Kaddafi’yi öldürmenin bedeli

xxx78

Ortadoğu’da sözü dinlenir gazetecilerden ‘El-Kuds’ül Arabi’ yayın yönetmeni Abdulbari Atwan, Kaddafi’nin ölüm şeklini beğenmemiş, ‘insanlık dışı’ bulmuş; “Mübarek’e yapılan ‘âdil muamele’ ona da uygulanmalıydı” diyor...

Yeterince düşünmeden edilmiş bir söz bu. Bir parça düşünseydi, Kaddafi’nin âkıbetinin Mübarek’e yapılan uygulamayla yakın ilgisini görebilirdi. Kaddafi’yi hayatını halkın eliyle sona erdirmeye sürükleyen, Mısır’da Mübarek’in başına gelendi çünkü... Beşşar Esad ve öteki Ortadoğu diktatörlerini halkın arzuları karşısında direnişe sürükleyen de aynı şey: “Teslim olup idam tehdidiyle karşı karşıya mı kalalım, yoksa ‘belki o âkıbetten kurtuluruz’ ümidiyle direnelim mi?” sorusuna verdikleri cevap...

‘Arap Baharı’nın en büyük açmazı, halkın istemediği liderlerin âkıbeti sorunudur...

Tunus’ta, yani en başta, doğru yol bulunmuştu aslında: Ülkeyi 23 yıl yöneten Zeynelabidin Bin Ali’nin ülkeyi terk etmesine göz yumuldu. Tunuslular, ardından, yönetim kadrosundan iyi niyetliler ile açık pazarlık yoluyla, ülkeyi kimin idare etmesi gerektiğine kendileri karar verdiler.

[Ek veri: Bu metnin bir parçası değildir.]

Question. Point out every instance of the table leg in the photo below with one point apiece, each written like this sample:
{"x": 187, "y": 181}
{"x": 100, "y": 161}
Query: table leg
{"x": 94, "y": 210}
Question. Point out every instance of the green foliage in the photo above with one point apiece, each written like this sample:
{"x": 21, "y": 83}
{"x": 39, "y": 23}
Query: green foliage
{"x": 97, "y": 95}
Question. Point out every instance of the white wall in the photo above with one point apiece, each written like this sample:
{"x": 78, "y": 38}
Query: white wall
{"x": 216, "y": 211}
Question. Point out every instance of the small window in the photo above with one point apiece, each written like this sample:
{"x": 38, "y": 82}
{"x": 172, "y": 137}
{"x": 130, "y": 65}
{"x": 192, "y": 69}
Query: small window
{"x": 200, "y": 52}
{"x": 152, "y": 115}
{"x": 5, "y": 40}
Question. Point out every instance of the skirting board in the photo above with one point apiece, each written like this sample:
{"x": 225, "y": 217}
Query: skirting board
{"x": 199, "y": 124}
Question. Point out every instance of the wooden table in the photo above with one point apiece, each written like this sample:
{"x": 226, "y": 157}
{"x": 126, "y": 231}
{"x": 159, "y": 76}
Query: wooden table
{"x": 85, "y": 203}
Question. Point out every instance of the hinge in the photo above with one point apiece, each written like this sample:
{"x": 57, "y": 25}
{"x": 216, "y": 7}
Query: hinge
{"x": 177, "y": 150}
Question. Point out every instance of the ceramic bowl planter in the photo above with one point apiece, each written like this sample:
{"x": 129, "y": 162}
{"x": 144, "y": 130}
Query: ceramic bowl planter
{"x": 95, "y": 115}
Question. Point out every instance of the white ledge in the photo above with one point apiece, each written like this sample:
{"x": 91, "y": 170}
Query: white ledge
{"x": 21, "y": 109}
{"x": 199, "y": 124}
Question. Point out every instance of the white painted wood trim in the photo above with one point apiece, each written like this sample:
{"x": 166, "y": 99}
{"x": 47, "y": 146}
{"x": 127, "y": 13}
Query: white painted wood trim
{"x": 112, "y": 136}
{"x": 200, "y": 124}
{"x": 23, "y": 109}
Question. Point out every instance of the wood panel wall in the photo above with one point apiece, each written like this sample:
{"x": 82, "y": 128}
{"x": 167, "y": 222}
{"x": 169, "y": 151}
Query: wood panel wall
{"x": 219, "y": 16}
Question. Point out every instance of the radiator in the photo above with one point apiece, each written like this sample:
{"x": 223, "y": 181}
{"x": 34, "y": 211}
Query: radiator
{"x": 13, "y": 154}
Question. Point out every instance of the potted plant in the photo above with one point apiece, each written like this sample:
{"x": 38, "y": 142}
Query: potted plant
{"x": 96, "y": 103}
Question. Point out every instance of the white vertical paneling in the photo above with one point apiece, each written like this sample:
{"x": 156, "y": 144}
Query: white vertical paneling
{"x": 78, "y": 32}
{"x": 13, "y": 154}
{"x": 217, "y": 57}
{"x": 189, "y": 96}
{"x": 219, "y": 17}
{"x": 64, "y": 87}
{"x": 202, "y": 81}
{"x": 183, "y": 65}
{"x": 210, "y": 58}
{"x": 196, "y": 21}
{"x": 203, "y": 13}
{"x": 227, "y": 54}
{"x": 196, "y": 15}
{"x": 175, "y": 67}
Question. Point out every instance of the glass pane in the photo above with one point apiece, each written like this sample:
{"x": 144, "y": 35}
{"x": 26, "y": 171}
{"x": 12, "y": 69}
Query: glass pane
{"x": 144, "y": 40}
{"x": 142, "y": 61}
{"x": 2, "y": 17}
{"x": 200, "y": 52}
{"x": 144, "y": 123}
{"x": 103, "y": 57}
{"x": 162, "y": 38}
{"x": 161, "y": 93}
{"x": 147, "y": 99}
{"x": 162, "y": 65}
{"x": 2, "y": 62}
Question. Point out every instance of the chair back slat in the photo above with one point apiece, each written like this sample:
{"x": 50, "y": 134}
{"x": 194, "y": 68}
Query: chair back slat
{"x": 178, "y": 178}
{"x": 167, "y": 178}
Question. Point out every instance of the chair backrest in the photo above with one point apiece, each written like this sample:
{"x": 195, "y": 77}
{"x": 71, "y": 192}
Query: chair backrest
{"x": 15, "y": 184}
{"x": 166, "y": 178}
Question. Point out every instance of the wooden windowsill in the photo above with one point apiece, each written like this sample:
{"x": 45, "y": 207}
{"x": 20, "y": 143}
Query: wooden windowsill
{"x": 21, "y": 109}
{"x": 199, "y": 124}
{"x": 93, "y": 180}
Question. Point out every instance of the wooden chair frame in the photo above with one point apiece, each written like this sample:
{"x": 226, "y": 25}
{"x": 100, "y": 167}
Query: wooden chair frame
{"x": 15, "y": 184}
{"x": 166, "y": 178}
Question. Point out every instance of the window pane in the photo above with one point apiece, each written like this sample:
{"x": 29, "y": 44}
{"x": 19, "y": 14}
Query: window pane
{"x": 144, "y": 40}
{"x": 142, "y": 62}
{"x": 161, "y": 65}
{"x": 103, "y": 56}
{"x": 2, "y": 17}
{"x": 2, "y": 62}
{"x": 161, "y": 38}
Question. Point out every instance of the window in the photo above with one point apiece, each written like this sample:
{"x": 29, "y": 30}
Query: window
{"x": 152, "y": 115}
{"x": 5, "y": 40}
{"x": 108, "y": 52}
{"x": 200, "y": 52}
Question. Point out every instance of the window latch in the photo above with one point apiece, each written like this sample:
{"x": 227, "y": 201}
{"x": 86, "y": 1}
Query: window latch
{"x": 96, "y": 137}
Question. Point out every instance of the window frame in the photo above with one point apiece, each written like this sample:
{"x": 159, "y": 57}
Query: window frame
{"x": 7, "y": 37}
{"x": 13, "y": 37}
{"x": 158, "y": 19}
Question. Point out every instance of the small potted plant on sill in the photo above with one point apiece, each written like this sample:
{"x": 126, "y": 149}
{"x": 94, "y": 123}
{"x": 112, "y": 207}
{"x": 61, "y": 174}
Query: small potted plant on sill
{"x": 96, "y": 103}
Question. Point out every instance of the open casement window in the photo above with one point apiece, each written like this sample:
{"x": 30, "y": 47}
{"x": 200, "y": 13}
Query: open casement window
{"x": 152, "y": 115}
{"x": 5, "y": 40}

Seçim yapılınca rejim bütünüyle değişmiş olacak Tunus’ta...

Doğru olan yapıldı Tunus’ta, ama sonraki bütün ülkelerde yanlışlar birbirini izledi. Hüsnü Mübarek ve ailesi fertlerinin Mısır’ı terk etmesine izin verilmedi; askeri mahkeme kafes ardında tuttuğu eski diktatör ile çocuklarını idam talebiyle yargılıyor.

Yargılayanlar, 30 yıl boyunca o lidere boyun eğdiklerini hatırlasalar, aslında kendilerini yargıladıklarını anlayacaklar...

Mısır’da askerler yönetimdeler ve anayasayla güçlerini pekiştirip seçim sonrasında yerlerini terk etmemenin yollarını arıyorlar...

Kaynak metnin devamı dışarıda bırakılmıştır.